09 de julho de 2026

Poesia na vida cotidiana

Por Sônia Machiavelli | Especial para o GCN
| Tempo de leitura: 4 min

Estamos vivendo realidade dura e áspera em nosso país, replicando o que acontece em outras regiões do planeta. O entorno pouco fértil para o que é transcendente dificulta muitas vezes a apreensão e a vivência da poesia no nosso dia a dia. Palavras como pólvora desencadeiam vibrações ruins acompanhadas de muito barulho e mau-cheiro. O que não quer dizer que essa retórica estridente e violenta possa matar o poético que resiste em pequenos ou grandes gestos nesse mundão que não é só direita e esquerda, é muito mais. É profundidade e beleza que ora fundam, ora revelam mundos. E resiste muito além da política, das instituições, das vaidades ridículas, da perversa sede de poder.

Há uma tendência em associar o poético a versos, a ponto de chamarmos poema a uma estrutura definida que até os anos 20 do século passado era reconhecida pelas rimas que o Modernismo sepultou. A poesia está entre os primeiros registros de grande parte das culturas letradas, o que comprova que o homem desde sempre se interessou pela palavra com fins estéticos. É nela que o vocábulo se desvincula de seus significados habituais e alcança diferentes acepções, em um jogo inusitado entre significante e significado. Quando elementos subvertem as funções da linguagem, a ela conferem aspectos metafísicos que transcendem o universo das coisas tangíveis.

Entretanto, a bem da verdade, há poemas sem qualquer poesia e poesia em lugares que nem são os da escrita porque essa relação não é exclusiva nem indissociável. A poesia pode estar na brisa que traz perfume roubado de alguma dama-da-noite nas noites desta primavera quente. Em frases de crianças que desvelam a descoberta de algo novo para sua alma em movimento de busca. Na fumaça do incenso que parece elevar nossas preces ao alto. No canto que precede uma homilia ou no tom com que se diz alguma coisa profana. A poesia está por toda parte e em todas as coisas, até mesmo nos mais corriqueiros gestos e nas mais despretensiosas atitudes. Reside também nas manifestações artísticas e não apenas na literatura. Encontramos poesia nas artes plásticas, na fotografia, na música, no teatro, em tudo aquilo onde se deposita intenção de provocar no outro experiência emocional.

Assim, meus olhos encontraram poesia quando pousaram na miniatura de oratório que as mãos de uma jovem senhora de noventa anos produziram a partir de um sonho, que é onde tudo na vida começa. Dona Luzia Mei de Oliveira, este o seu nome, pintou de branco e azul o oratório que acolheu a imagem delicada de Santo Antônio, o grande orador cristão do século XIV, padroeiro da paróquia francana onde seu bisneto Pedro Thompson de Moraes recebeu a primeira comunhão no último sábado. O presente, sonhado para Pedro, ganhou também as mãos e o coração de seus amigos João, Catarina e Luísa, que igualmente recebiam a comunhão pela primeira vez. Como sempre, Padre José Geraldo Segantim pronunciou as palavras precisas para a ocasião, às vezes de forma poética, outras de jeito fático, para dizer que sentia não poder acolher na igreja todos os familiares das crianças, incluindo os avós que ficaram

assistindo à cerimônia de longe, e alguns bem de longe, como Dona Luzia, acompanhando tudo pelo canal do youtube, em São Paulo. A pandemia não os impediu de estar em sintonia com seus pequenos.

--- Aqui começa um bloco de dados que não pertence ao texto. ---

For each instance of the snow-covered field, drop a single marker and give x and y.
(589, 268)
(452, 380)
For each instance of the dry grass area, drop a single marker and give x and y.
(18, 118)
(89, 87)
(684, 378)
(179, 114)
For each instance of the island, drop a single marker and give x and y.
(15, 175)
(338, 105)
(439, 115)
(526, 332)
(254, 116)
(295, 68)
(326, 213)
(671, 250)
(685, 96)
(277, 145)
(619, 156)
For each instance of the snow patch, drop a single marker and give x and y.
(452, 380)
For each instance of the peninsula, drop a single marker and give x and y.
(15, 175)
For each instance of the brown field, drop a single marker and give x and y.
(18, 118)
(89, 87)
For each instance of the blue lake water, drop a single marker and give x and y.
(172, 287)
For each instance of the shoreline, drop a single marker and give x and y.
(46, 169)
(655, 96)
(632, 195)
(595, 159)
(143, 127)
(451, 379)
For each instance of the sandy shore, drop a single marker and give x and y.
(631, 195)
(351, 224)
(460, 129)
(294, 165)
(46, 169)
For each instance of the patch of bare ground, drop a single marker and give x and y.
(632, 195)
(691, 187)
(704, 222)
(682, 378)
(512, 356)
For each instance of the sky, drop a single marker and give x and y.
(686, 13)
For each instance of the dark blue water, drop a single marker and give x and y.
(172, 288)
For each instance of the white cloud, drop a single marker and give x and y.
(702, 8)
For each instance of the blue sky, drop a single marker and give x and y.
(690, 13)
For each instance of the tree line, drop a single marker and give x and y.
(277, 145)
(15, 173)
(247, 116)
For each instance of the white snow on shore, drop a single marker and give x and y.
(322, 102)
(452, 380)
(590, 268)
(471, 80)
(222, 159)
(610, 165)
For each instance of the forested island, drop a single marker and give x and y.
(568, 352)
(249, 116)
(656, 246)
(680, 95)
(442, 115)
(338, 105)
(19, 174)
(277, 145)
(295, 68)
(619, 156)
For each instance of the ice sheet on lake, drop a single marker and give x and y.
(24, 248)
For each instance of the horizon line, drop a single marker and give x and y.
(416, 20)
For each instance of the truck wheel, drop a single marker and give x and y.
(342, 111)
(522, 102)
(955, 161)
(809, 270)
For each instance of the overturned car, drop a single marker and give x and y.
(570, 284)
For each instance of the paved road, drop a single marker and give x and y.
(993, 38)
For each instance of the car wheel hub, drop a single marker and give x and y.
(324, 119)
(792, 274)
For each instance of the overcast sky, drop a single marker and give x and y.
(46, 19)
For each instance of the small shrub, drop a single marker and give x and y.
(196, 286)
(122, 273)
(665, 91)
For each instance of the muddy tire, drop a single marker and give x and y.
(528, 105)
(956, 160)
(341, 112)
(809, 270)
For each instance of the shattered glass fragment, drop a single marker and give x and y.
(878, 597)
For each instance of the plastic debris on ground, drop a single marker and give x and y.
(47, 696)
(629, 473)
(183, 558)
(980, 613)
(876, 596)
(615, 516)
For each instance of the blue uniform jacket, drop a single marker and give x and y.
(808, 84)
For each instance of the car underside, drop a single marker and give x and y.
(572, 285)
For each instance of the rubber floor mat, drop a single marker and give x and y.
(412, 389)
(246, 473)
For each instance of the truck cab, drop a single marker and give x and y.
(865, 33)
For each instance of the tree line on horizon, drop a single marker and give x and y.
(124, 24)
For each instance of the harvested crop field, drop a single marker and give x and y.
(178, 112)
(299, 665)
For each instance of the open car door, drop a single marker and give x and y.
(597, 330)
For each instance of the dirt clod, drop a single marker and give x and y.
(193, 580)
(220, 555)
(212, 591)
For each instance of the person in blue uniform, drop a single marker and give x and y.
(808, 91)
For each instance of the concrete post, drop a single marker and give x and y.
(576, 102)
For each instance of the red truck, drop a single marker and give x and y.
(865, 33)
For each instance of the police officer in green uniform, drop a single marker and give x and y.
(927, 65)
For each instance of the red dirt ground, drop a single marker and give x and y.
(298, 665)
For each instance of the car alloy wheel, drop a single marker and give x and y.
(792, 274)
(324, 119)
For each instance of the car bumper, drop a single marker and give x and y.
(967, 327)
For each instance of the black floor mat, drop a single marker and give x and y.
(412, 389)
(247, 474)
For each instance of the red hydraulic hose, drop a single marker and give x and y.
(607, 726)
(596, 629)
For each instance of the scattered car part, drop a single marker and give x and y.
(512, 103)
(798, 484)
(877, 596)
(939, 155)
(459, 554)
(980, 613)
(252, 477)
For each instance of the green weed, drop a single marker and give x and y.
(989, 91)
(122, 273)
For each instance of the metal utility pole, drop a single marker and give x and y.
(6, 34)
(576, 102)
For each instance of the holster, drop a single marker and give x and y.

Como cada criança ganhou cinco oratórios para oferecer como lembrança aos seus queridos, eu recebi um. Coloquei-o no altar doméstico onde se encontram outras imagens, inclusive de Santo Antônio, de quem minha mãe era devota, tendo nos incutido, à minha irmã Sandra Antônia e a mim, o fervor por este santo especialmente amado pelos portugueses (é patrono de Lisboa)e brasileiros.

Desde então, olho com emoção o oratório branco e evoco um poema de Antônio Constantino, jornalista no Comércio da Franca que foi bibliotecário na “Mário de Andrade”, na capital, e um dos modernistas de primeira hora. Escreveu prosa, mas foi na poesia que se destacou com seu livro “Este é o canto de minha terra”, onde fala de uma capela branca, pintada de azul, evocadora de sentimentos sublimes.

Obrigada, Dona Luzia Mei de Oliveira. Sua lembrança carregada de poesia tem me emocionado muito toda vez que a olho. E poesia, a senhora sabe, é para isso mesmo que existe- para nos emocionar e nos elevar desse patamar terreno onde os pés nos prendem.